Quinn Burton, Staff Reporter

As a teenager, I can say that many of us dream of one day getting behind the wheel of a car and traveling the world. It provides us with a sense of independence and signifies that we have reached adulthood. Driving allows us to experience the world,  but we must adhere to a set of rules in order to do so. Some teenagers believe these laws are fair and keep us safe, while others believe they restrict our driving freedoms. Driving is a privilege, not a luxury, and teens must demonstrate that they are responsible enough to drive on their own.

Teens must demonstrate to themselves that they can eliminate all distractions in order to be responsible enough to drive on the road. With today’s cell phones and new technology, distractions for new teen drivers are virtually limitless. Many of these distractions have been shown to be dangerous for many inexperienced drivers. According to, the official website of the United States for Distracted Driving, “ten percent of all drivers, 15 to 19 years old, involved in fatal crashes were reported as distracted at the time of the crashes.” Being focused while driving is a critical part to your safety and the safety of others.

Without a doubt, teenage drivers are extremely inexperienced when it comes to their first trips on the road because the only prior training for teens is either from their parents or driving courses. Parents and mentors are great teachers for the ways of the road.

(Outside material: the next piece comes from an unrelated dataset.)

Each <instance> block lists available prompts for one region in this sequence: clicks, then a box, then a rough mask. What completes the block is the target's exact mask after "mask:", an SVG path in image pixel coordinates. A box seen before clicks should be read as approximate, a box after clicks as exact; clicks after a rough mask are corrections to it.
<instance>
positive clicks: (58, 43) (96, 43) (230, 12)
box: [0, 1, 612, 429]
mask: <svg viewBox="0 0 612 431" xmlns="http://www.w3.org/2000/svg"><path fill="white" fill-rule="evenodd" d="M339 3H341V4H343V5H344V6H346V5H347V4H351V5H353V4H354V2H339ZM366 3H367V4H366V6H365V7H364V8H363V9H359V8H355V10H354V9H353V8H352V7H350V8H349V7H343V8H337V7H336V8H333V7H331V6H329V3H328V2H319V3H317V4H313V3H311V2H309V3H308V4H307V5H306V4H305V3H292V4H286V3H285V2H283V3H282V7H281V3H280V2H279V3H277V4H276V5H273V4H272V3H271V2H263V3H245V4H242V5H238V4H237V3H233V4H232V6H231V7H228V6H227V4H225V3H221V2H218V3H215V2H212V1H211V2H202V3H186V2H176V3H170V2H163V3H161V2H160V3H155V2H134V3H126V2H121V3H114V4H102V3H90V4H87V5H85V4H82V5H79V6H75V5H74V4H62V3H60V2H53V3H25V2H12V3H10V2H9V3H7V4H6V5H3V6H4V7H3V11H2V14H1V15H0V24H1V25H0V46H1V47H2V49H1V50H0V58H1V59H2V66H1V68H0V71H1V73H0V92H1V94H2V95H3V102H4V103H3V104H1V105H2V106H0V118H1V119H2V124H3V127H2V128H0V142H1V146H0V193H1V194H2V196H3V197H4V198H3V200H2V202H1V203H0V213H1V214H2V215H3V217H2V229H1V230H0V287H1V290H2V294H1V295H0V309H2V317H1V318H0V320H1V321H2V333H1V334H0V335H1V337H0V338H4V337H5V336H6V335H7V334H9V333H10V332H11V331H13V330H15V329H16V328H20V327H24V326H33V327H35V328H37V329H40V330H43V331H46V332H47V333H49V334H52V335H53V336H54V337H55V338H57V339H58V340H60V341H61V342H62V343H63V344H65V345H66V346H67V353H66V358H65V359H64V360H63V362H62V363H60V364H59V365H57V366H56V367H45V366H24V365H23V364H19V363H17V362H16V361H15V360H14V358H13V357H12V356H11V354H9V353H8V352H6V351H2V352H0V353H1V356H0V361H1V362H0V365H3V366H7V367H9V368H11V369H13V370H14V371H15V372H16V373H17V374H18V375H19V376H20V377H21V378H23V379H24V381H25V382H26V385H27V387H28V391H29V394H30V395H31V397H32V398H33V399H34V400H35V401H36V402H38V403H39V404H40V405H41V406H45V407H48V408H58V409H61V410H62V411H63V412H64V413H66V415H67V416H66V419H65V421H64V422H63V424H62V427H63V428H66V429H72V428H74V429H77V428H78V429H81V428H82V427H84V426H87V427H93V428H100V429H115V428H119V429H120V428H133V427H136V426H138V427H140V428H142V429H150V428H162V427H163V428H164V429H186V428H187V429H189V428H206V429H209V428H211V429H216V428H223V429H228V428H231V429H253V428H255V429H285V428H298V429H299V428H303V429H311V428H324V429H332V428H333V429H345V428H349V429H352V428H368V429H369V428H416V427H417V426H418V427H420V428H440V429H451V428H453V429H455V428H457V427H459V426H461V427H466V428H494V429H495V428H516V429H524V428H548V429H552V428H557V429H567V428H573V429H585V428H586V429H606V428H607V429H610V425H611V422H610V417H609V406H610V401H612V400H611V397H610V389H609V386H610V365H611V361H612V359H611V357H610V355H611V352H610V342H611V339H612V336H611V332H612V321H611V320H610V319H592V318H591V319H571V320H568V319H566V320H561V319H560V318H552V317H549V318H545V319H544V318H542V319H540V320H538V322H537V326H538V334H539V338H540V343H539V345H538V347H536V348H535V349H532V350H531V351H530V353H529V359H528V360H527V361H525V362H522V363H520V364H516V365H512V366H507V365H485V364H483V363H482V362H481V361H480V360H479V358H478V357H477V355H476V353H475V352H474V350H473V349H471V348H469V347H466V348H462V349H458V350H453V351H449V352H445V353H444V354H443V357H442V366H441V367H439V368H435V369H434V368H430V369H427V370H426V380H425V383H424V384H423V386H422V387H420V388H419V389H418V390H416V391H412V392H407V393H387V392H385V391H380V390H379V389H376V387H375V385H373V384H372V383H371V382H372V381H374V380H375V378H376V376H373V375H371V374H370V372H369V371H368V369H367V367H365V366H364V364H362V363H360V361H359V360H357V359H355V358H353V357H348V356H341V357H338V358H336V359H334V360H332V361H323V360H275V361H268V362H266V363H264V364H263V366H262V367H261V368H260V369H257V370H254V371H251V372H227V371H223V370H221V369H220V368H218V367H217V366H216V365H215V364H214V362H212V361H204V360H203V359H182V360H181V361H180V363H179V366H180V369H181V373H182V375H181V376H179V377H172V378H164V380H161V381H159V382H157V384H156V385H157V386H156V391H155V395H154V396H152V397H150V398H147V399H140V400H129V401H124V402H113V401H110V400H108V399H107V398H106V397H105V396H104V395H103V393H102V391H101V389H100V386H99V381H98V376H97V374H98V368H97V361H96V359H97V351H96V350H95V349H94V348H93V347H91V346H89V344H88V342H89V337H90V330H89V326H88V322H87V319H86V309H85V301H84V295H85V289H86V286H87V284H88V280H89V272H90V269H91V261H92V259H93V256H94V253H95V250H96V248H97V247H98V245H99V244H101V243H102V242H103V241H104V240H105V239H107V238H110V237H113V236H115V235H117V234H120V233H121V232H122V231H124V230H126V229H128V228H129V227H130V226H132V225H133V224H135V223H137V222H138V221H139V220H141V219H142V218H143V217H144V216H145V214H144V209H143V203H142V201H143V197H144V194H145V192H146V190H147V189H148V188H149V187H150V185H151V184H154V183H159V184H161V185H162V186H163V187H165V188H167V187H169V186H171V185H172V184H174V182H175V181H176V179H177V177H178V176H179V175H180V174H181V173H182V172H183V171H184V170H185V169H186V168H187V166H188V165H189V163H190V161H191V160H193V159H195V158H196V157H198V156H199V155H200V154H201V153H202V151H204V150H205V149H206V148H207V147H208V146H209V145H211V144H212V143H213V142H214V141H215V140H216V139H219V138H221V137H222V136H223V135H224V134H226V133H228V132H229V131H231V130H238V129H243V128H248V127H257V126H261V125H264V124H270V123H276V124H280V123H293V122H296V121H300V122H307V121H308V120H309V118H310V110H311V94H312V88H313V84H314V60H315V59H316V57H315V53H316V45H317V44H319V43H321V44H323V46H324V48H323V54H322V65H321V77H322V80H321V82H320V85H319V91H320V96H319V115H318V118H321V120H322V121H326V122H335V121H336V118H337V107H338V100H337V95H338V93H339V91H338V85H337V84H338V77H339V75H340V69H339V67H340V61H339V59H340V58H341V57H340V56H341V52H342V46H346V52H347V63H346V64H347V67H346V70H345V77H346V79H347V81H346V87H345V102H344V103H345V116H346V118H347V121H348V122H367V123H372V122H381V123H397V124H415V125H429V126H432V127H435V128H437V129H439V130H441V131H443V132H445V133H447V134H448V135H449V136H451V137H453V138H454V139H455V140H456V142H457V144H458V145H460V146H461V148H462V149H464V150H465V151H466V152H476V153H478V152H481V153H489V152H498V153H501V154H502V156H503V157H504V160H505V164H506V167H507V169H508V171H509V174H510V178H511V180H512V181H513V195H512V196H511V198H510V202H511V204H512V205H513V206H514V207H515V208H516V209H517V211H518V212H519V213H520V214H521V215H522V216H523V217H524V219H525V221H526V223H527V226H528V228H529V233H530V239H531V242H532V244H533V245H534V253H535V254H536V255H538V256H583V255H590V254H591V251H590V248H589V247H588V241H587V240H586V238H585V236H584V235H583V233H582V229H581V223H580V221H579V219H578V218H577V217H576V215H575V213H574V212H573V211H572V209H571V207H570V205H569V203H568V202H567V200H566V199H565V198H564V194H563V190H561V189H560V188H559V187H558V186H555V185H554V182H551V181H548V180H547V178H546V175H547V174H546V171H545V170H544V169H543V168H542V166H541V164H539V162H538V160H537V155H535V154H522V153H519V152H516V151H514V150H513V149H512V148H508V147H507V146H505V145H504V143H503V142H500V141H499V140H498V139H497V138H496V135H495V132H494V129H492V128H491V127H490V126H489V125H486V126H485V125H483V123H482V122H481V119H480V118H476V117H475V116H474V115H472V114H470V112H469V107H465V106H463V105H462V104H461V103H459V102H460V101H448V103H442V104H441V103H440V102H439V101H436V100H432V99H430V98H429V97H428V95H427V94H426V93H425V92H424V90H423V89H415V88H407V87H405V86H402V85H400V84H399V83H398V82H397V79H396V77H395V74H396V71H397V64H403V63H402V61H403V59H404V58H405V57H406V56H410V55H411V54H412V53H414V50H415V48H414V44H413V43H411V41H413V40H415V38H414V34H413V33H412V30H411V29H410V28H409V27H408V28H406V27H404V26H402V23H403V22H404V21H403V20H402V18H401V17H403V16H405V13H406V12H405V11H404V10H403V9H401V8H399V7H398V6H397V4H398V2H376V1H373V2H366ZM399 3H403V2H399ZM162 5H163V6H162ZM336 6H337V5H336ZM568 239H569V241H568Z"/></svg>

The influence of older drivers with more road experience teaching younger inexperienced drivers is a great benefit towards having safer road traffic. From personal experience, I know that driver’s education taught me the fundamentals of the road. Knowing what turns, stops, and right-of-ways gave me a feeling of security. 

However, for many teens driving doesn’t come naturally. Even after practicing for months in a car with their parents, teens tend to crack under pressure once they turn 16. CourseHero, an online learning platform, stated that “56%  of teenagers rely on their parents to learn how to drive.” And taking that step towards driving by yourself causes pressure. Once the moment came when I had to drive on my own I felt more nervous than ever. With no one to look toward or ask for help, I felt a nervous rush of emotions. Like myself, many other teens’ driving abilities are put in jeopardy because of their newfound independence. 

Some people advocate that the legal driving age should be changed.  If this is the case, how high should the age be set? Will it truly save people’s lives? Many would argue that raising the legal driving age to eighteen would heavily reduce highway congestion, and save nearly 3,000 teen lives each year. Teenagers are often seen as too irresponsible to drive and have too much freedom, so raising the legal driving age to 18 is a possible solution.

Although raising the legal driving age to 18 would improve road safety, it would also eliminate the practice that teens receive at a younger age. Drivers who are not taught basic driving skills at a young age will lack experience when they’re older.  We benefit from the assistance we receive as teenagers, which is why it is critical to start teaching teens to drive at the age of 15. This would help create safer roads since teens are better prepared once they reach the legal driving age.

At some point in all of our lives, we have been put in the shoes of a teen driver. The unavoidable fact is that most drivers will begin as inexperienced teenagers. Teenagers must learn that driving is a privilege, not a luxury, and they must demonstrate that they are mature enough to drive on the road. Despite the fact that many people of this age are still developing the necessary skills to drive safely, it is pivotal that we teach people to drive at an early age so that we can have safer and more efficient roads.